Walsingham describes him as a man learned in the Trivium and Quadrivium (Hist. Angl. ii. 300). Thomas Netter [q. v.] owed his early advancement to Patrington.
Patrington is credited with the usual lectures on the sentences, determinations, and quæstiones, besides sermons and a commentary on the Epistle to Titus. He is also said to have written against the lollards, and especially against Nicholas of Hereford [see Nicholas]. Other writings ascribed to him are: 1. ‘De Sacerdotali functione.’ 2. ‘Contra statutum parliamenti,’ in opposition to the law against the admission of any one under twenty-one years of age to the mendicant orders. 3. ‘In Fabulas Æsopi.’ 4. ‘Commentarii in Theodulum,’ i.e. a gloss on the pastoral poem ‘Ecloga’ of Theodulus Italus.
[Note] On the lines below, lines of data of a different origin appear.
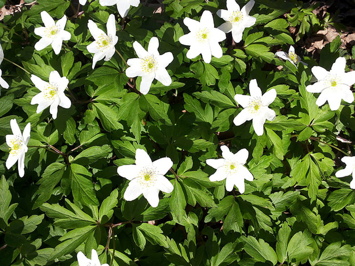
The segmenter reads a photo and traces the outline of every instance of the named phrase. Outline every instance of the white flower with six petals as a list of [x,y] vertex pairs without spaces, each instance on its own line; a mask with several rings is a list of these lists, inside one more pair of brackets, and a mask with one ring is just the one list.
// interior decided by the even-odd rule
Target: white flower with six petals
[[64,94],[69,83],[66,77],[62,78],[58,72],[52,71],[49,74],[49,82],[44,81],[33,74],[31,75],[31,81],[41,91],[31,100],[31,104],[38,104],[37,113],[50,106],[49,112],[53,119],[55,119],[57,118],[58,105],[67,109],[70,108],[72,105],[70,100]]
[[95,54],[92,59],[92,69],[96,62],[105,57],[105,61],[109,61],[115,54],[115,46],[117,43],[118,37],[116,35],[116,21],[115,15],[110,15],[106,24],[107,34],[100,29],[92,20],[89,19],[88,27],[90,33],[95,39],[87,46],[86,49],[89,53]]
[[213,55],[220,58],[223,52],[219,43],[226,39],[226,33],[215,27],[212,13],[208,10],[203,11],[200,21],[190,18],[184,19],[190,33],[180,37],[181,44],[190,46],[186,57],[190,59],[201,54],[206,63],[211,62]]
[[341,158],[341,161],[346,166],[342,170],[335,173],[337,177],[344,177],[352,174],[352,180],[350,182],[350,187],[355,189],[355,157],[346,156]]
[[131,58],[127,61],[130,66],[126,69],[127,77],[142,77],[139,91],[143,94],[149,92],[154,79],[166,86],[171,84],[171,78],[165,68],[172,61],[173,56],[170,52],[160,55],[158,51],[159,46],[159,40],[156,37],[152,37],[149,41],[148,52],[135,41],[133,47],[139,58]]
[[283,51],[280,51],[275,53],[275,54],[283,60],[289,61],[295,66],[297,66],[297,64],[299,62],[302,63],[304,65],[308,65],[307,64],[304,62],[301,61],[300,57],[296,54],[295,52],[295,48],[292,45],[290,47],[288,54],[285,53]]
[[225,179],[227,191],[232,191],[235,185],[240,193],[244,193],[245,190],[244,179],[253,181],[254,179],[253,174],[244,166],[248,159],[248,151],[243,148],[233,154],[225,145],[221,146],[221,149],[223,159],[206,160],[207,165],[217,169],[216,173],[209,177],[209,180],[215,181]]
[[54,53],[57,55],[61,49],[63,41],[70,39],[70,33],[64,30],[66,17],[64,15],[56,22],[46,11],[41,12],[41,17],[45,26],[34,29],[34,33],[42,37],[34,45],[34,49],[40,51],[51,44]]
[[168,157],[152,162],[145,150],[137,149],[135,164],[117,168],[119,175],[131,180],[123,195],[124,199],[132,201],[143,194],[152,207],[157,207],[159,203],[159,191],[170,193],[174,189],[171,183],[164,176],[172,164]]
[[308,92],[321,93],[315,102],[317,105],[321,106],[328,101],[330,109],[335,111],[340,107],[342,99],[349,103],[354,101],[350,86],[355,83],[355,71],[345,73],[346,64],[345,58],[339,57],[330,71],[321,66],[312,67],[312,73],[318,81],[307,86],[306,90]]
[[91,250],[91,259],[87,258],[81,251],[78,252],[77,258],[78,258],[79,266],[109,266],[108,263],[101,264],[97,256],[97,252],[95,249]]
[[27,144],[30,137],[31,124],[28,123],[21,132],[17,121],[11,119],[10,125],[12,130],[12,135],[6,135],[6,144],[10,147],[10,154],[6,160],[6,168],[9,169],[16,162],[18,162],[18,173],[20,177],[25,174],[25,154],[28,148]]
[[249,90],[250,96],[236,94],[234,96],[237,103],[244,109],[235,117],[233,122],[236,126],[240,126],[245,121],[253,120],[254,131],[258,136],[261,136],[264,133],[266,120],[272,121],[276,117],[275,111],[268,107],[276,98],[276,90],[271,89],[262,95],[255,79],[250,81]]
[[226,21],[218,28],[226,33],[232,31],[234,42],[240,42],[244,29],[251,27],[257,21],[256,18],[249,16],[254,4],[254,0],[251,0],[240,10],[235,0],[227,0],[227,10],[220,9],[217,11],[217,15]]
[[100,5],[103,6],[117,5],[117,10],[121,17],[124,18],[128,14],[131,6],[137,7],[139,0],[100,0]]

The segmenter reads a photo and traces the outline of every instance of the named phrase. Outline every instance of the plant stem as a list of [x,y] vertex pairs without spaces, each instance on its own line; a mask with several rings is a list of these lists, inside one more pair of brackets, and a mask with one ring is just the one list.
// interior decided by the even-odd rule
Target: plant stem
[[121,54],[121,53],[120,53],[120,52],[117,50],[117,49],[115,49],[115,50],[116,50],[116,52],[117,53],[117,54],[118,54],[118,55],[120,56],[120,57],[121,57],[121,58],[122,59],[122,61],[123,61],[123,62],[124,62],[124,63],[126,64],[126,65],[127,67],[128,67],[128,64],[127,63],[127,61],[126,61],[126,60],[123,58],[123,56],[122,56],[122,55]]
[[22,69],[23,71],[25,71],[26,73],[27,73],[27,74],[30,74],[30,73],[29,72],[28,72],[28,71],[27,71],[27,70],[26,70],[26,69],[25,69],[23,67],[22,67],[22,66],[19,66],[19,65],[18,65],[18,64],[16,64],[16,63],[14,63],[14,62],[13,62],[13,61],[12,61],[11,60],[10,60],[8,59],[7,58],[4,58],[4,60],[6,60],[6,61],[7,61],[8,62],[9,62],[10,63],[12,63],[13,65],[16,65],[17,67],[19,67],[20,68],[21,68],[21,69]]

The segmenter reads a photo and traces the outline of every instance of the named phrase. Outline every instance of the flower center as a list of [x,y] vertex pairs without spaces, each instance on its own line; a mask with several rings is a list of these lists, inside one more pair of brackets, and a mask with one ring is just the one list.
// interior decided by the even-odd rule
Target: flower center
[[233,24],[236,24],[243,20],[243,14],[240,11],[233,11],[228,20]]
[[15,136],[10,143],[10,153],[16,155],[19,153],[22,147],[23,138],[22,136]]
[[251,99],[248,107],[252,113],[257,113],[260,111],[262,106],[263,104],[261,102],[261,99],[257,97]]
[[46,35],[49,38],[54,39],[59,31],[59,28],[56,26],[51,26],[46,28]]
[[45,98],[47,100],[53,100],[58,94],[57,86],[48,83],[48,87],[43,90]]
[[209,30],[207,28],[200,29],[196,32],[196,39],[200,43],[205,43],[209,40]]
[[140,66],[144,72],[151,73],[158,68],[158,62],[153,55],[146,56],[142,59]]
[[96,44],[101,49],[101,51],[103,52],[104,50],[108,48],[111,45],[112,39],[109,37],[105,34],[101,34],[96,41]]
[[289,58],[290,58],[292,62],[295,63],[295,64],[297,64],[298,62],[298,56],[292,52],[289,53]]
[[157,170],[153,166],[143,167],[137,177],[142,188],[154,186],[157,181]]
Dr. Shirley has suggested that Patrington may have been the original author of the narrative which formed the basis of the ‘Fasciculi Zizaniorum’ [see under Netter, Thomas]. With this possible exception, none of his writings appear to have survived.
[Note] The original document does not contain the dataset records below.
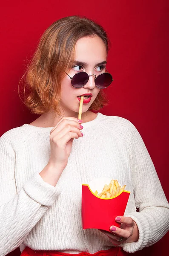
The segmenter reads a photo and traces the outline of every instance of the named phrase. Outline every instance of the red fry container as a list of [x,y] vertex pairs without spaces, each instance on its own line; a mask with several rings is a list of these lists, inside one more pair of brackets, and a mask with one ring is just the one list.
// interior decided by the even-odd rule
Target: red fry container
[[109,198],[96,195],[88,184],[82,184],[82,218],[83,229],[97,228],[111,232],[110,227],[120,227],[117,216],[123,216],[130,195],[124,190],[118,195]]

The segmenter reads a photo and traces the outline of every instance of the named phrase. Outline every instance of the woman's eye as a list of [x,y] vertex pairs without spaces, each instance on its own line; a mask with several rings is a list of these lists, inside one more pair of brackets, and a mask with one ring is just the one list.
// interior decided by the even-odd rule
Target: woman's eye
[[73,68],[75,71],[81,71],[83,70],[82,66],[80,66],[80,65],[74,66]]
[[96,67],[96,68],[95,69],[95,70],[96,71],[99,72],[100,71],[102,71],[105,68],[105,67],[103,67],[103,66],[99,66],[99,67]]

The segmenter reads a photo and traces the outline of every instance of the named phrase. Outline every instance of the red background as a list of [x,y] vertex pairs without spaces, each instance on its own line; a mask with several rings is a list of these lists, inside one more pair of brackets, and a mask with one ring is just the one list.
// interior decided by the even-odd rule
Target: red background
[[[6,0],[1,6],[0,135],[37,117],[21,103],[17,86],[40,36],[57,19],[86,15],[103,26],[112,42],[107,68],[115,81],[106,89],[110,104],[100,112],[135,125],[169,199],[168,0]],[[164,255],[167,240],[168,233],[135,254]]]

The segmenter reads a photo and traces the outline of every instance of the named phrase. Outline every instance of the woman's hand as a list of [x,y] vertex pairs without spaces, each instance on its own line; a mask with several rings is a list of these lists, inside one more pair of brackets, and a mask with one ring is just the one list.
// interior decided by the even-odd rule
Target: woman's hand
[[115,226],[111,226],[110,227],[110,230],[112,234],[108,231],[99,230],[108,236],[114,245],[118,246],[124,242],[126,243],[138,241],[138,227],[131,218],[117,216],[115,220],[117,222],[121,224],[120,228]]
[[77,118],[63,117],[51,131],[50,157],[40,175],[44,181],[52,186],[56,186],[67,166],[74,138],[83,136],[81,123]]
[[65,168],[74,138],[83,136],[80,123],[77,118],[63,117],[51,130],[50,164]]

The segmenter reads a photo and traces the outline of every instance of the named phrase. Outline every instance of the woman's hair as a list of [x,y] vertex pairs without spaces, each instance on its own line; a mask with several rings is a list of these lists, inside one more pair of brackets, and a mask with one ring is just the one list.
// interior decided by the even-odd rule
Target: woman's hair
[[[32,113],[41,114],[53,109],[60,116],[60,82],[64,71],[73,65],[76,42],[83,37],[94,35],[103,40],[108,53],[106,32],[100,25],[85,17],[66,17],[46,30],[23,76],[24,102]],[[98,110],[107,102],[100,90],[89,109]]]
[Bale's Heliades in Harl. MS. 3838, ff. 33b, 90, 193–4; Tanner's Bibl. Brit.-Hib. p. 581; Le Neve's Fasti Eccl. Angl. i. 244, 296; Weever's Funerall Monuments, pp. 437–8; Villiers de St. Etienne's Bibl. Carmel. ii. 764–6; Godwin, De Præsulibus Angliæ, pp. 509, 582, ed. Richardson; Rymer's Fœdera, orig. ed.; Fasciculi Zizaniorum, pp. 289, 295, 316, and Preface, p. lxvii.]